Currie is always seeking new challenges. “I’m very open to being pushed by composers, upon whom I depend very much. And sometimes they surprise me and push me in directions that I’m maybe even uncomfortable with. But if it takes us somewhere new and exciting, it’s worth it.
“I enjoy the challenge of pulling off these events. Sometimes I’m tested, to a great degree, technically, intellectually, musically. But I work really hard to play serious music to a variety of people.”
Currie does tend to attract a diverse audience. “From your seasoned concert patrons, the symphony subscription goer, to those who are experiencing a classical gig for the first time. Young and old. It’s a real mixture.
“I want to make people feel comfortable and intrigued by new music, rather than isolated and put off by these things. Percussion is a good way of doing that, because it’s rather approachable as an art form. The sound is very immediate. Also, people get the feeling, when they hear percussion, that they could somehow be hands-on with this themselves, because they can see how this sound is made. A French horn or clarinet can be kind of a mystery. But someone observing percussion can feel that, yes, they could do this, too, if they were urged to join in or be part of it.

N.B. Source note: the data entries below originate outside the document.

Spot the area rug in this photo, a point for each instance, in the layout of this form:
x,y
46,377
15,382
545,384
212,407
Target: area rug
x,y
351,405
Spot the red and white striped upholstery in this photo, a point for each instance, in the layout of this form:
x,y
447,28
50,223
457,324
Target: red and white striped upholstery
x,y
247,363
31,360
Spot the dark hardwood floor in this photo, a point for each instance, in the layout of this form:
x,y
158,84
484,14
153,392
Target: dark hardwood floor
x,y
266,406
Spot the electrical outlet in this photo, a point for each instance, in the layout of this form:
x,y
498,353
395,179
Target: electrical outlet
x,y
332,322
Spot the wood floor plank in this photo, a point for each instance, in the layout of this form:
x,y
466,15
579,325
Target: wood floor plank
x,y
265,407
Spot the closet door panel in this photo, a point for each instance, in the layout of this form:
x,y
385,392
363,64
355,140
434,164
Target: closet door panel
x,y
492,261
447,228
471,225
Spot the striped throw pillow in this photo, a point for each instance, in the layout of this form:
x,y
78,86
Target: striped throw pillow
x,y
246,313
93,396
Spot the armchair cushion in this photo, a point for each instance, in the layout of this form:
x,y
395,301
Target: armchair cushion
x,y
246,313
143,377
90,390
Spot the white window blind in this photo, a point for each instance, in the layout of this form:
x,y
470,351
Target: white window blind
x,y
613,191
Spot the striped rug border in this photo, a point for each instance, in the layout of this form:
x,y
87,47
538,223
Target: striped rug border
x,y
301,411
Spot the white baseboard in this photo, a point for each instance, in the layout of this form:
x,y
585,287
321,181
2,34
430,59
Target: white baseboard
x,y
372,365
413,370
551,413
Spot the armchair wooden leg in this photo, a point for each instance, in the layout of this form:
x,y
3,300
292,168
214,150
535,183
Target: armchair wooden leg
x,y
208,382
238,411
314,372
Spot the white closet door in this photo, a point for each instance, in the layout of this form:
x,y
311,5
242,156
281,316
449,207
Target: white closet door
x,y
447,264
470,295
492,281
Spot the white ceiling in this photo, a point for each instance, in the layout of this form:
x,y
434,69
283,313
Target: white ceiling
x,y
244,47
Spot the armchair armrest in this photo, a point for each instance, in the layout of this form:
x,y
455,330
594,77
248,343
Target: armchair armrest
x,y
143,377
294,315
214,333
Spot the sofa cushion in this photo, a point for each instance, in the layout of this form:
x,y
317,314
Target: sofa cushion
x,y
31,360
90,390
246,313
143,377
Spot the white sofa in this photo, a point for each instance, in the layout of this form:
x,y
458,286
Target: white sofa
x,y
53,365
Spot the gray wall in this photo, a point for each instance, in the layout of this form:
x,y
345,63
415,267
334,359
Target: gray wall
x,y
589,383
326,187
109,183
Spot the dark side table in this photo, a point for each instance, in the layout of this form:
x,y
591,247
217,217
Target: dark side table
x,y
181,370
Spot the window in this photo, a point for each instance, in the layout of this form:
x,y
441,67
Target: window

That maybe partly delusion,” Currie says, chuckling. “But it’s wonderful that there’s this strong feeling of the possibility of being keenly linked.
“I’m also very excited for the percussion community. I feel that I’ve been able to give back to that world and it’s very interesting to see the next generation coming through. I’m happy that I’ve been able to give confidence to the younger generation coming through and I’m sure that, with the right approach to repertoire, you can play to a very wide audience.”